Iconic New York City house label Nervous Records has seen the industry change in countless ways in its almost 30 years of existence. From the onset of the internet era to piracy and then streaming, along with the EDM boom and mega festivals, the music industry has grown, evolved and morphed several times since 1991. Another constant is that clubs will open and subsequently shutter from financial strain, government pressures or their inability to adapt to changing consumer behaviors. With the latest rash of club closures in New York that have taken Output, Cielo and Highline Ballroom, we asked Nervous Records head Mike Weiss to go back in time and remember moments where Nervous Records tracks went off at five clubs that are now shuttered.
Weiss goes back to the 1990s with moments at Hacienda, a pivotal club for modern club culture, Sound Factory, The Loft in London, Warsaw in Miami and Neptunes Beach Club. If you were ever there, you would understand what he is talking about.
Nervous is inaugurating a compilation series tomorrow with Nervous Brooklyn Sessions Vol. 1 featuring four promising New York producers. Stream it below and pick up a copy when it hits stores tomorrow.
1) David Morales playing his Def Mix remix of Sandy B “Feel Like Singing” at Hacienda in Manchester on New Year’s Eve 1993. David had just completed the remix and was scheduled for Ministry of Sound and Hacienda in the same night. We got to Manchester in the early morning of New Year’s Day and you can imagine the place was going off. As soon as those memorable David Morales synths came in, the track won over the crowd. I think by the end of the tune I was waving my shirt over the crowd, hanging over the railing next to the booth. David was looking at me and laughing so hard he could barely mix into the next track.
2) Louie Vega playing Loni Clark “Rushing” at Sound Factory Bar. Wednesday night at Sound Factory was the ultimate New York City industry night. Louie would work a hot test pressing in such a way that by Thursday morning you would be getting calls from all the UK labels to hear it and license it. Lem and Jon of Mood II Swing were core members of the New York community, and had already had big success with their releases on Eight Ball. Plus they had released a well-received underground track under the acronym Clubb Kids on Nervous. “Rushing” was one of their finest song writing moments, and they went to the next level with the Rushing Dub. Louie heard it right away as a club bomb. Played that dub for a solid 30 minutes and then worked in the vocal. The dancefloor was going off, Willie Ninja was vogueing and Barbara Tucker was on the microphone announcing that it was a hit. The project had a life of its own by the end of the night.
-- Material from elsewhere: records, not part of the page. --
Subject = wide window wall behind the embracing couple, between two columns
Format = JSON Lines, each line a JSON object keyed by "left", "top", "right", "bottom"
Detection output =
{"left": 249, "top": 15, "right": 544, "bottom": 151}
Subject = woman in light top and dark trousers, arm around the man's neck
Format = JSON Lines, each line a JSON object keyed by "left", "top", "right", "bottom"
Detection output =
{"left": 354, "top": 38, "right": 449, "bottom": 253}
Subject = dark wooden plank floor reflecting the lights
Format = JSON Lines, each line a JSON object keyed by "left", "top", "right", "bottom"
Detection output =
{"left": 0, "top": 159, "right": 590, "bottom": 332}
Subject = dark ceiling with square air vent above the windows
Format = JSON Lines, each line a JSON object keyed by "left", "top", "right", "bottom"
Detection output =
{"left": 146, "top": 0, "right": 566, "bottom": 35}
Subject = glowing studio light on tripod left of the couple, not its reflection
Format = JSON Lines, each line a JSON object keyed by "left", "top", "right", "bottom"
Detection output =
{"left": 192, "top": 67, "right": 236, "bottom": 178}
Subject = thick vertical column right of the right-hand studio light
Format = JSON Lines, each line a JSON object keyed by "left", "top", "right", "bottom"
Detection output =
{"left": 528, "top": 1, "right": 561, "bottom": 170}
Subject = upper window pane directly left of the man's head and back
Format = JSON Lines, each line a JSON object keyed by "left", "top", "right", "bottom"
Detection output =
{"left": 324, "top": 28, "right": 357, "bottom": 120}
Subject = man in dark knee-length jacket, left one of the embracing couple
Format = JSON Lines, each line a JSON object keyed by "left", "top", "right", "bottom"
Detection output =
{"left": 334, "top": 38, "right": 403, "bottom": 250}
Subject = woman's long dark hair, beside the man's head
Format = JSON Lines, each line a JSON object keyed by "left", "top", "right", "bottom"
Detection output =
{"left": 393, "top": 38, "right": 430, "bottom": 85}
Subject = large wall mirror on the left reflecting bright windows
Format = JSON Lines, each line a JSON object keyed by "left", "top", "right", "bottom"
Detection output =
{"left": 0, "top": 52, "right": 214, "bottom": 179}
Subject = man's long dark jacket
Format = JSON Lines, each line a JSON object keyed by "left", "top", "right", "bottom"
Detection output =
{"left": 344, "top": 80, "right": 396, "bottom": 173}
3) Kenny Dope playing Black Moon “Who Got Da Props” at the Warsaw in Miami March 1994. Masters At Work at the Warsaw was the highlight of the Winter Music Conference that year. The club was jammed and was about to start live performances. Nervous had made a lot of noise by dipping into hip-hop with the release of Black Moon “Who Got Da Props.” Kenny is one of the rare producers who always had equal cred and talent as a house music and hip-hop producer. He called that single as soon as we sent him the demo, even before it was released. When he played it as his last track of a house set, everyone knew something special was coming over the big Warsaw sound system.
4) Paul Trouble Anderson playing Byron Stingily “Get Up (Everybody)” at the Loft. “Get Up Everybody” was originally a sample track produced by Zack Toms and Paul Simpson. Louie Vega destroyed it all summer 1995 in Italy and suggested we have Byron put a vocal on top. Paul Trouble called me even before the test pressings were sent out. How did he know about it? Well that was Paul Trouble. When it came to discovering and breaking American based house music in the UK, there was nobody better. He called me on Thursday morning after playing it the night before at The Loft. Told me I should tell Byron to pack his bags, cause he was going to be spending a lot of time in London doing shows once the song came out.
5) Neptunes Beach Club in the Hamptons had to be seen to be believed. In the middle of ocean-front property surrounded by million dollar homes filled with people who were more likely to be seen at museums and opera houses than nightclubs, existed a venue that had a gritty, beaten up deck badly in need of repair, a staff of security guards who looked for any excuse to commence a beatdown on badly behaving clubbers, girls wearing as little as possible and a sound system that had long seen better days. But none of this mattered because the crowd who showed up loved their beats and loved to get their dance on. So that deck was the source of some of the New York’s areas finest club moments. Oscar G was one of the Neptunes audience’s favorite DJ’s and when he played there the energy was always at its highest. He had produced “Back To You” for his album on Nervous. The track already had a serious buzz from his weekly gigs at Club Space Miami. But it was the first time he played it at Naptunes, when the crowd started singing along, that we knew this was destined to be a club hit in New York, and it still is to this day.